I correct him, shake his hand, and he replies, "I don't know if you remember me, but my name is Brandon Laird." And the room started to spin, not only because here was a guy I went to college with, was on the college newspaper staff with, and hadn't seen in 17 years, but also because, I kid you not, I Googled his name the day before on a complete and total whim.
And so the displacement came full circle, but in a very cool way. Brandon and his wife, a Ph.D. in music who has written a book on the Louisiana Hayride and is working on one on ACL, are in town to bridge both festival and TV show (they're doing a boatload of tapings with all these great bands in town...when I heard the lineup, I thought "Screw the festival, I'm hangin' out here. It's air conditioned.").
So I sat in this television studio I've glanced at since childhood, across an aisle from a man with whom I spent a few late nights in our nascent pre-professional days, next to a woman I've known for a decade-plus (alongside the new man in her life), listening to recently reformed band from the other side of the world. And feeling completely at home.

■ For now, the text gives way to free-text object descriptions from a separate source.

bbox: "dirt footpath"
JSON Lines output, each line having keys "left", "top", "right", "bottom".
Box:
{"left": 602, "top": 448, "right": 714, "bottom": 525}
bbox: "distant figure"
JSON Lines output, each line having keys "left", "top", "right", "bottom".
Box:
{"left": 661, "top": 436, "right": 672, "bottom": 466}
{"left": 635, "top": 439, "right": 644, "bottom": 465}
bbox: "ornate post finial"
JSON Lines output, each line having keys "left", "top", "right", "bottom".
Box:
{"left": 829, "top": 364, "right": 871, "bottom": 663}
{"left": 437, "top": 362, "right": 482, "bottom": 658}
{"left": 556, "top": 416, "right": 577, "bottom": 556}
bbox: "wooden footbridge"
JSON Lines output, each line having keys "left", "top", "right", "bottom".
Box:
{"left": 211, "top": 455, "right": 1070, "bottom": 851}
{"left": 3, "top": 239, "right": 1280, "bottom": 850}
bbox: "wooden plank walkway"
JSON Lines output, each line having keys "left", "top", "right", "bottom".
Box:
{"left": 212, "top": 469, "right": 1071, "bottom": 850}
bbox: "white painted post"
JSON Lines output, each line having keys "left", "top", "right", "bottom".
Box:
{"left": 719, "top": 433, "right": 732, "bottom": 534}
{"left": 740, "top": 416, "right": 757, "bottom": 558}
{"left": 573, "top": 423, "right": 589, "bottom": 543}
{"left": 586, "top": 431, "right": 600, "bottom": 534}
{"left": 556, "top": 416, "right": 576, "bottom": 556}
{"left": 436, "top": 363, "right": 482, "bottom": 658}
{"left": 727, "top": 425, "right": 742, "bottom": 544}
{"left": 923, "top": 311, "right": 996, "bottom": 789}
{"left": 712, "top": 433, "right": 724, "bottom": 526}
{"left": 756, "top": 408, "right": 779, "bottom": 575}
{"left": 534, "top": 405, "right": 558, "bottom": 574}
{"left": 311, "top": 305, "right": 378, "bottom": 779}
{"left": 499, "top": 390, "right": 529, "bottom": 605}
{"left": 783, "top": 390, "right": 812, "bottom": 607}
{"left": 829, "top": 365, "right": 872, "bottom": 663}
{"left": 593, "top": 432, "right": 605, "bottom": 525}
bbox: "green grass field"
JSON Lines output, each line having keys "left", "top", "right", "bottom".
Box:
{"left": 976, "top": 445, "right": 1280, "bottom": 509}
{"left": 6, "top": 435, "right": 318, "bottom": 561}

Emptying the notebook from Day Zero:
- Crowded House was on it last night. They're tight, the songs new and old sound great, and clearly they're enjoying being back together (minus Tim Finn, sadly.) However, "Something So Strong"? Nowhere to be found on the ACL set list, which left me feeling a tad incomplete.
- The folks at ACL TV know what they're doing. Granted they've had 33 years to tweak it to high heaven, but they do something in Studio 6A that's incredibly rare: they mix sound that sounds good both on television and in the room. OK, it's a controlled environment to be sure, but holy crap did it sound good live, plenty of punch and thump but absolutely none of the trademark CH jangle was lost. Neil Finn's vocals were crisp and clean, and nothing overpowered anything else. Kudos to the sound guys.
- Remember this one word: Ashes. But you're gonna have to ask me in person what it means.
- Projected weather for all three days of ACL Fest: 93 and sunny. I'm gonna be parbroiled when it's all said and done.